Pour s’opposer à cette saisie-attribution, les époux introduisent une action en nullité considérant que l’action de la banque était prescrite en vertu de la prescription biennale de l’article L.137-2 devenu L.218-2 du Code de la consommation, dispositions applicables aux consommateurs.

Le juge de l’exécution accueillit favorablement cette action, mais sa décision était ensuite infirmée par la Cour d’appel qui a considéré, sur le fondement de l’article L.110-4 du Code de commerce, que la prescription biennale n’était pas applicable aux époux, car le prêt souscrit visait à financer l’acquisition de parts sociales, ce qui excluait la qualité de consommateur.

C’est cette solution qui est cassée sur le fondement de l’article L.137-2 devenu L.218-2 du Code de la consommation, qui dispose que l’action des professionnels, pour les biens ou services qu’ils fournissent aux consommateurs, se prescrit par deux ans. La motivation de la Cour d’appel, fondée sur la nature de la cession, ne convainc pas les magistrats du quai de l’Horloge pour lesquels « l’acquisition de parts sociales ne suffisait pas, à elle seule, à exclure la qualité de consommateur des emprunteurs. »

La Cour de cassation complète le visa du Code de la consommation par un attendu de principe inédit : « La personne physique qui souscrit un prêt destiné à financer l’acquisition de parts sociales ne perd la qualité de consommateur que si elle agit à des fins qui entrent dans le cadre de son activité professionnelle. »

Une application très large du droit de la consommation

Le principe est désormais que l’acquéreur personne physique de titres sociaux, également emprunteur, est a priori un consommateur au sens juridique du terme.

Cela signifie qu’il agit a priori à des fins qui n’entrent pas dans le cadre de son activité commerciale, industrielle, artisanale ou libérale suivant la définition que donne du consommateur l’article liminaire du Code de la consommation.

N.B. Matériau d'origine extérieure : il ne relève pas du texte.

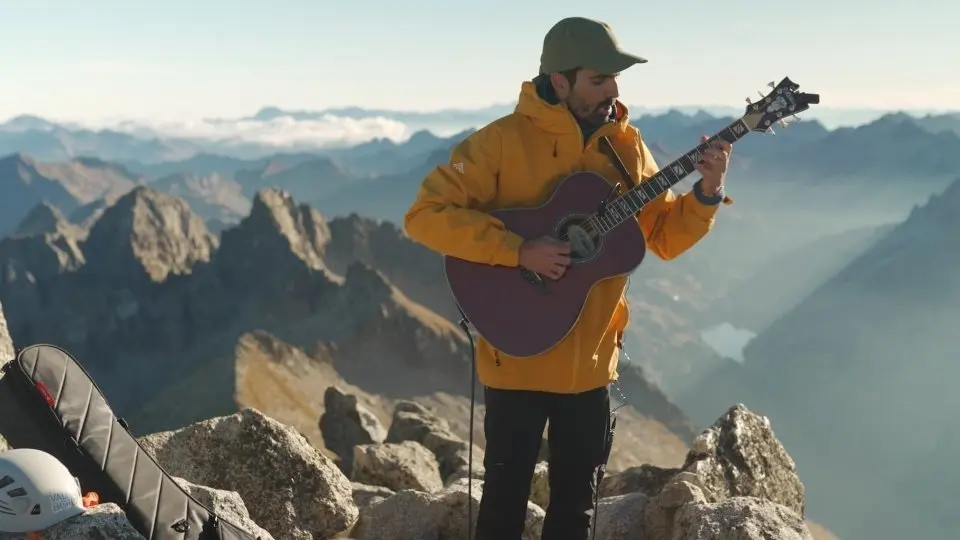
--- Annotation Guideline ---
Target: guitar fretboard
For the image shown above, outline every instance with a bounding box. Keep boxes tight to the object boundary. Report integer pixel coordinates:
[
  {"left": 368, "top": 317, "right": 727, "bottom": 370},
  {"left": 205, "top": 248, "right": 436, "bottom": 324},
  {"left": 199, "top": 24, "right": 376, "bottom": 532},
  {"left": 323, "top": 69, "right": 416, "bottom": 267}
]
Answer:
[{"left": 593, "top": 118, "right": 751, "bottom": 232}]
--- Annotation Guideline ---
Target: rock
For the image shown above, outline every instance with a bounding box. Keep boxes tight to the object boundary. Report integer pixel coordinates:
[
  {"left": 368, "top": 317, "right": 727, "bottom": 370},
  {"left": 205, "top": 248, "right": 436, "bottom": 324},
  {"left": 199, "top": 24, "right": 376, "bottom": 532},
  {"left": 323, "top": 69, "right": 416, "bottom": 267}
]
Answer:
[
  {"left": 352, "top": 440, "right": 444, "bottom": 492},
  {"left": 352, "top": 482, "right": 396, "bottom": 509},
  {"left": 674, "top": 497, "right": 813, "bottom": 540},
  {"left": 591, "top": 492, "right": 651, "bottom": 540},
  {"left": 682, "top": 404, "right": 806, "bottom": 515},
  {"left": 642, "top": 474, "right": 712, "bottom": 537},
  {"left": 600, "top": 463, "right": 682, "bottom": 498},
  {"left": 0, "top": 503, "right": 144, "bottom": 540},
  {"left": 349, "top": 477, "right": 544, "bottom": 540},
  {"left": 553, "top": 403, "right": 815, "bottom": 540},
  {"left": 529, "top": 461, "right": 550, "bottom": 509},
  {"left": 0, "top": 435, "right": 8, "bottom": 452},
  {"left": 599, "top": 403, "right": 815, "bottom": 540},
  {"left": 0, "top": 301, "right": 13, "bottom": 362},
  {"left": 591, "top": 477, "right": 810, "bottom": 540},
  {"left": 319, "top": 386, "right": 387, "bottom": 475},
  {"left": 656, "top": 472, "right": 713, "bottom": 509},
  {"left": 385, "top": 401, "right": 484, "bottom": 482},
  {"left": 172, "top": 476, "right": 274, "bottom": 540},
  {"left": 137, "top": 408, "right": 358, "bottom": 539}
]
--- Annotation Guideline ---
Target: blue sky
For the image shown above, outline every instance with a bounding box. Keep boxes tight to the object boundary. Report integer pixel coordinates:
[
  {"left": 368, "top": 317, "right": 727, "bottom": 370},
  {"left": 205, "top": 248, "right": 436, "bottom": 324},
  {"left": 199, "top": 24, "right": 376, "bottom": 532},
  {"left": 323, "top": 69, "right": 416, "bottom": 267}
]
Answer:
[{"left": 1, "top": 0, "right": 957, "bottom": 123}]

La solution conduit à ce que la démonstration du lien entre l’activité professionnelle de l’acquéreur-emprunteur personne physique de titres sociaux soit systématiquement rapportée pour que les dispositions du Code de la consommation ne s’appliquent pas.

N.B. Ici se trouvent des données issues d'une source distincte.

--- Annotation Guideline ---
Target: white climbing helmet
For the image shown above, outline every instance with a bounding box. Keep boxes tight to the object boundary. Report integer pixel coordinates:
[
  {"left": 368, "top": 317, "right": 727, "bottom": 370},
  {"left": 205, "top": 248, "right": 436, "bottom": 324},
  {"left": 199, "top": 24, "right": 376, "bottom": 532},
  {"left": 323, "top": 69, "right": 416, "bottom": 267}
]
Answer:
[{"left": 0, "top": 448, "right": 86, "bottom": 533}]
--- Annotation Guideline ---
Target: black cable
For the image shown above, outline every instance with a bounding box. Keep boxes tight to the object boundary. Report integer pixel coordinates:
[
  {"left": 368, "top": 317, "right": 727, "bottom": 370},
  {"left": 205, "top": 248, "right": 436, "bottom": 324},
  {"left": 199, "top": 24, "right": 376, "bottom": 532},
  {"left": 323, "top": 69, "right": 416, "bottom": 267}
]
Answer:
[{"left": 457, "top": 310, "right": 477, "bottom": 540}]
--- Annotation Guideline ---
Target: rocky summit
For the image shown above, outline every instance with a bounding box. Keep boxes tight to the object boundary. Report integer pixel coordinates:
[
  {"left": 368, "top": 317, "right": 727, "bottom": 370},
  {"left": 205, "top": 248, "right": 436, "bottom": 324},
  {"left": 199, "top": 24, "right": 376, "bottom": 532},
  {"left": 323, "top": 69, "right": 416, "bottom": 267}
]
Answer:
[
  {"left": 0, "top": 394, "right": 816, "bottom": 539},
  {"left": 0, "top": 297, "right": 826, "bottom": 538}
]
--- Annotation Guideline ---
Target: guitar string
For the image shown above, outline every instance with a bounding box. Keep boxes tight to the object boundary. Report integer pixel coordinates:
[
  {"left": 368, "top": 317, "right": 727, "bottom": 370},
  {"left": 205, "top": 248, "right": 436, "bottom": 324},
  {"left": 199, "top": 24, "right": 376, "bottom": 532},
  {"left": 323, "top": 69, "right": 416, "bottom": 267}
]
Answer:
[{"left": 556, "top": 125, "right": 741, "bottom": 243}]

Pour écarter la cassation, il eut fallu que le caractère professionnel de l’opération ait été suffisamment caractérisé par l’arrêt d’appel. Cela n’est pas précisé dans l’arrêt de la Cour de cassation, mais on peut imaginer qu’une telle démonstration eut été concevable au regard des faits de l’espèce si l’on songe que le pourvoi en cassation était formé par des acquéreurs de parts d’une SARL dont l’objet social était l’activité de boulangerie alors qu’eux même travaillaient dans ce même domaine.

Mais faute d’une telle démonstration suffisamment motivée dans le dispositif de l’arrêt d’appel,   l’application du droit de la consommation permet à la personne physique de se prévaloir de tous les mécanismes protecteurs du Code de la consommation, dont la prescription biennale.

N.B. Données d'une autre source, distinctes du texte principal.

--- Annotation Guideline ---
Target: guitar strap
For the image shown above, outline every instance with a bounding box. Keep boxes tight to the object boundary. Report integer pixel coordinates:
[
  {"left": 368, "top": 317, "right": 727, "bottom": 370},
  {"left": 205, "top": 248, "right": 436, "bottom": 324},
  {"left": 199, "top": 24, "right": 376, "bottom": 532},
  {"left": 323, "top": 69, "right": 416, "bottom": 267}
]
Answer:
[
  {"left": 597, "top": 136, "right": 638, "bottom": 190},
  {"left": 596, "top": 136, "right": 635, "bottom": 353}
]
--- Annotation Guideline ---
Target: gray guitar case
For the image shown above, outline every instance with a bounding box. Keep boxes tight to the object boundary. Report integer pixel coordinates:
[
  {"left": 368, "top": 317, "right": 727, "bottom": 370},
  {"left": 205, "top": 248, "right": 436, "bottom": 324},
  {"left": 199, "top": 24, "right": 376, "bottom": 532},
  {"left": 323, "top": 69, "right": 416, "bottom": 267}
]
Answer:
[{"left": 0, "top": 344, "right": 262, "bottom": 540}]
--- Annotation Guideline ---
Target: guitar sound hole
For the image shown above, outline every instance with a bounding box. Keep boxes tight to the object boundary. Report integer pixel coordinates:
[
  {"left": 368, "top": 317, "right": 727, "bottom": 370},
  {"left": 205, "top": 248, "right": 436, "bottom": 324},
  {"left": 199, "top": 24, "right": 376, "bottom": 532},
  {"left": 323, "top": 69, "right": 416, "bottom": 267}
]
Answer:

De multiples questions en suspens

La solution, dépourvue d’ambiguïté dans son principe, suscite des interrogations compte tenu de sa très large portée.

Certes, quelques certitudes existent. Ainsi, la solution ne se limite pas aux parts sociales de SARL et devrait s’appliquer à tous les acquéreurs de titres de capital, et donc d’actions également. Il fait aussi peu de doutes que la solution n’englobe pas les cessions de titres de sociétés dont les associés sont commerçants. Par définition, l’acte d’acquisition n’est pas un acte de consommation au sens du Code de la consommation. La solution ne devrait pas, non plus, viser les cessions de contrôle, dont l’objet même est précisément l’exercice des pouvoirs au sein de la société, et donc a priori d’une activité professionnelle.

Mais l’arrêt révèle aussi des incertitudes, dont trois sont particulièrement saillantes.

La première tient aux actes mêmes passés pour la cession. Dans l’hypothèse, jusqu’à présent la plus fréquente, selon laquelle tous les actes sont muets sur le lien entre leur objet et l’activité de l’acquéreur personne physique, comment déterminer les contrats auxquels le droit de la consommation s’applique. En particulier, comme c’était le cas en l’espèce, un prêt a été contracté en vue de l’acquisition des titres en plus de l’acte de cession, quel droit faudra-t-il envisager d’appliquer en cas de contradiction entre ces deux contrats ?

La deuxième incertitude concerne le cas des dirigeants sociaux. Si l’acquisition donne lieu à la nomination de l’acquéreur-emprunteur comme dirigeant de la personne morale, ou qu’il occupe déjà cette fonction, cela suffit-il à écarter la qualité de consommateur ? L’arrêt ne permet pas de trancher.

Nous serions d’avis que cette circonstance de fait – à documenter donc dorénavant – exclut la protection au titre du droit de la consommation : la fonction de dirigeant est bien, en général, l’exercice d’une activité professionnelle.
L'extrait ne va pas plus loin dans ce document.